Человек десять турецких всадников крутились на лошадях посреди дороги. Над головами печально зыкнули первые пули. Развернув лошадей, офицеры стремительно помчались обратно.
3
Канонир 2-го орудия 4-го артвзвода 19-го полка Кавказской армии рядовой Кирюха Постный сидел на лафете и жевал горбушку (любил он, стервец, горбушки), когда кто-то столкнул его с удобного места прямо в пыль. И на лафет, по праву принадлежавший Кирюхе, взгромоздился старый и косматый, как леший, дед в белой солдатской рубахе с двумя «Георгиями» на груди, босой и без фуражки.
– Ты ишо не граф, чтобы в карете ездить! – заявил он Кирюхе. – Нет, скажем, того, чтобы самому сказать: «Кавалер Василий Степанович Хренов, извольте прокатиться…» У-у, серость!

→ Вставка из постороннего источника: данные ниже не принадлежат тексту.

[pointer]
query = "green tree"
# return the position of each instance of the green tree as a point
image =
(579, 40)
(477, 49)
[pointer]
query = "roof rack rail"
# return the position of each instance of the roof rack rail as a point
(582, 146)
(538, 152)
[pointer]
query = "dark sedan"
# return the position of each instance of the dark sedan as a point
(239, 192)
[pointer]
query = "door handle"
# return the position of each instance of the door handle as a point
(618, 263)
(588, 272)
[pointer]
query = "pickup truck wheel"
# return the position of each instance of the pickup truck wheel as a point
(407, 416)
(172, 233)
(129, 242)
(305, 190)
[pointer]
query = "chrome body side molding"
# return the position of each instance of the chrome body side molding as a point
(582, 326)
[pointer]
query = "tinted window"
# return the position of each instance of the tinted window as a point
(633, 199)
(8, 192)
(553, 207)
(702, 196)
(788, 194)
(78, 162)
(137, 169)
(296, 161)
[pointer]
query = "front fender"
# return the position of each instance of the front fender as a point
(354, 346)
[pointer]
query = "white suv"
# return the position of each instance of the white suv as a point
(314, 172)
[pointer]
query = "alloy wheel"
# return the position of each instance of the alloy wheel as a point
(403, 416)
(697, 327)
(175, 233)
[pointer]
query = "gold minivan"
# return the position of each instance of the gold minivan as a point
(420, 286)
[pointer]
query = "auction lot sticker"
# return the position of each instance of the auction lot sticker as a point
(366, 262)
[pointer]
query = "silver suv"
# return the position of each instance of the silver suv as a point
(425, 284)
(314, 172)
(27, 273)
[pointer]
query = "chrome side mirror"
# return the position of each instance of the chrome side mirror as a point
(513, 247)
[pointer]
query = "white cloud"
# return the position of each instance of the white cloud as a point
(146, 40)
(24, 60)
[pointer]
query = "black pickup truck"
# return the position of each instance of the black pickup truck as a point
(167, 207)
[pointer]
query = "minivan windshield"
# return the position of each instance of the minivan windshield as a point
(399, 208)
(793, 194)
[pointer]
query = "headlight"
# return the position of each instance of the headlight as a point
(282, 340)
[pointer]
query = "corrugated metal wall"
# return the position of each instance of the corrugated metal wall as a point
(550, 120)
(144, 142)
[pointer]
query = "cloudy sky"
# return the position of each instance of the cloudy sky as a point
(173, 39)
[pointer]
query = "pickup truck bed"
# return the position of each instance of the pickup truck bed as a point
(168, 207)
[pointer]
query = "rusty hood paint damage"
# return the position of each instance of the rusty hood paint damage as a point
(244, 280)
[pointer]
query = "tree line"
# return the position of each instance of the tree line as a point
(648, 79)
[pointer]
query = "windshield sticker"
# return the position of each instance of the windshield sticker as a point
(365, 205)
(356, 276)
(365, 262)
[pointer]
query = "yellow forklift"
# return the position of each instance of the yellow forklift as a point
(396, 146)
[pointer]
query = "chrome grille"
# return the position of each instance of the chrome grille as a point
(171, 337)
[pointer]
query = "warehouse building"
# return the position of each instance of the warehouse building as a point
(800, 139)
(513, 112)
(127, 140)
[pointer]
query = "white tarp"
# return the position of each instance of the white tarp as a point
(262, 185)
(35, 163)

Вот уж деревня! – И он пугнул канонира штыком винтовки.
Подхватив из пыли краюху хлеба, Кирюха догнал свое орудие.
– Ты что пихаешься, дед? – обиделся он. – Я тебе не простой солдат: я канонир – меня для боя беречь надобно. Постный я…
– Оно и видать, – огрызнулся дед, устраиваясь поудобнее, – что постный ты, а не масленый. Одначе хлебца-то отломи старику.
Кирюха разломил горбушку пополам и вприпрыжку семенил рядом с лафетом:
– Эй, дед, слезай. Нешто по уставу здесь твое место?
– Брысь, безусый! – сказал дед, разевая на краюшку хлеба нежно-розовый, как у котенка, редкозубый рот. – У тебя ноги молодые, – утешил он канонира, – ты далеко убежишь… До Станбулу самого!..
Вскоре, чтобы переждать полуденный зной, Хвощинский разрешил привал. Денщики сгружали с верблюжьих горбов тюки с офицерским добром и кошмами. Из обоза приволокли за рога упрямого барана, торопливо секанули его по горлу.
– Стой! – сказал Исмаил-хан и повелел денщику срезать камышовую трубку.
Продев эту дудку в надрез на животе барана, подполковник стал сильно дуть в нее. Баран от воздуха быстро толстел на глазах и наконец обратился в туго надутый бурдюк. Тогда Исмаил-хан хлопнул его кулаком по брюху – и шкура легко отделилась от туши.
– Чок-якши, очень хорошо, – сказал хан и, чулком содрав с барана шкуру, стал вырезать кинжалом «суки» из ляжек барана; жирные сочные «суки́» денщики-татары тут же ловко низали на шампурные веретена, и вскоре офицеры ели добротный шашлык, запивая его бледным кахетинским из артельного тулука.
– Очень вкусно, – похвалил Некрасов, вытирая руки о траву, – просто очаровательно! Никак не ожидал, что вы удивительный повар, хан!
– Хан… – недовольно пробурчал подполковник. – Я был ханом, когда мой дед варил плов для гостей в таком котле, что в нем могли бы утонуть три ваших пьяных монаха. Мой отец умел жарить на вертеле целого быка, а в быке – теленок. А в теленке – баран. А в баране – барашек. А в барашке – гусь. А в гусе – куропатка. А в куропатке – яйцо…
Перечисляя все это, подполковник поднимался с корточек все выше и выше, и, поднявшись во весь свой гигантский рост, задрав руку, он закончил:
– Вот тогда я чувствовал себя ханом!..
Некрасов пожал плечами. Закурив из портсигара последнюю румынскую пахитосу, завернутую в лист кукурузы, которую он хранил как память о Валахии, штабс-капитан направился к солдатским бивакам. Возле одного котла, вместо того чтобы отдыхать, солдаты плотно обступили костер и подламывались от дружного хохота. Юрий Тимофеевич подошел ближе, ему уступили место. Увидев старого гренадера Хренова, офицер невольно удивился, что вместе с ними идет на Баязет этот заматерелый беззубый вояка.